Na categoria A1, a garota estava dispensada dos serviços domésticos habituais. E somente o Supervisor poderia requisitar sua companhia. Para tanto, dispunha de um apartamento totalmente equipado, na sua cobertura. Assim, ela não fora instalada no dormitório do DELEX, ocupado das demais garotas, categorias A2 e A3, que os funcionários haviam apelidado de harém.

Além do mais, como uma deferência inédita até mesmo para uma A1, fora designada uma camareira para atender à "paixão do chefe" – a Chokita. Era uma veterana no condomínio e que, se não fosse aquele novo posto, teria sido realocada para um centro de lazer de funcionários não qualificados.
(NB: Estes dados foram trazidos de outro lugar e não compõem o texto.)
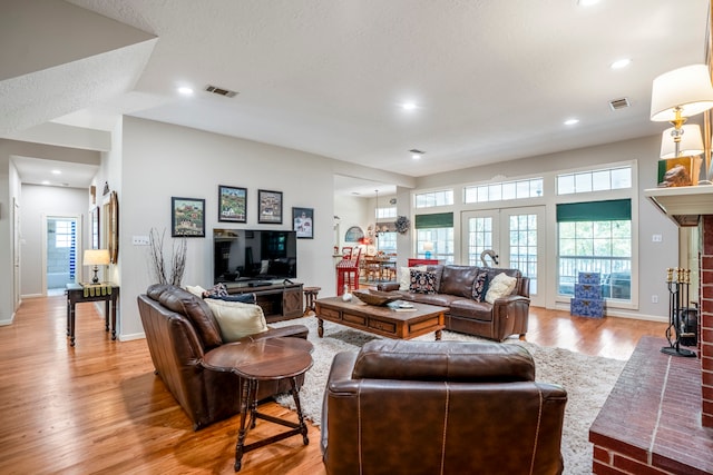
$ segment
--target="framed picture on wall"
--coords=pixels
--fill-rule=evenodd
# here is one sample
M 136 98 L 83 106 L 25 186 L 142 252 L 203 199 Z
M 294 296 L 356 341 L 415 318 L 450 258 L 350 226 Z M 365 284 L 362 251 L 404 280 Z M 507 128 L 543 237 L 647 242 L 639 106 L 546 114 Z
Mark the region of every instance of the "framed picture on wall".
M 282 225 L 282 191 L 257 190 L 257 222 Z
M 218 185 L 218 221 L 247 222 L 247 188 Z
M 314 238 L 314 208 L 292 208 L 292 229 L 297 239 Z
M 205 237 L 205 199 L 170 198 L 170 236 Z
Esse último privilégio espantara de vez os assessores do Supervisor, e os tornaram ainda mais reticentes ao comentar o caso. Pressentiam que o grande homem ficaria furioso, se escutasse qualquer coisa. Ninguém ousaria, por exemplo, perguntar ao chefe como ficava sua permanente obsessão por cortar custos, diante de uma despesa extra dessas, não prevista no orçamento. E a cautela era bem fundada.

Afinal, havia "situações", como diziam, "bem piores do que a Meridional/B, onde pelo menos as instalações funcionais dos condomínios, são de primeira classe e não há resistência contra as determinações das Corporações"...

Em alguns casos, verificava-se resistência armada, por parte de grupos rebeldes, insurgentes, quando não insurreições abertas nas ruas e zonas rurais. Falava-se até mesmo de um supervisor regional, em outro continente, que fora assado dentro do seu bunker, explodido e posto em chamas, junto com todos os executivos de sua equipe. Mas, isso poderiam ser boatos. Não houve comunicação oficial a esse respeito. Enfim...

"Dane-se! Se o Supervisor resolveu se apaixonar por uma das aquisições do DÊ-SEX, problema dele. Faça bom proveito!"

Entretanto, o próprio Supervisor começava a sentir desconforto, com aquela história. A seu ver, o Condomínio era uma cidadela perfeita, extremamente lucrativa, graças aos serviços que prestavam. De eficiência infalível. Dali, executivos e técnicos poderiam gerir e manter em funcionamento unidades produtivas totalmente automatizadas – sem emprego de mão de obra, nem empecilhos trabalhistas, como os que enfrentavam na Sede. Não tinham de montar centrais de atendimento a consumidores e clientes, e, na verdade, nem mesmo formalmente vigoravam por lá códigos de defesa do consumidor. Todas essas preocupações haviam sido abolidas. E, dispensados de custos com preservação ambiental, gastos de retorno à sociedade, promoções beneficentes, patrocínios culturais e esportivas, e outros, os negócios prosperavam.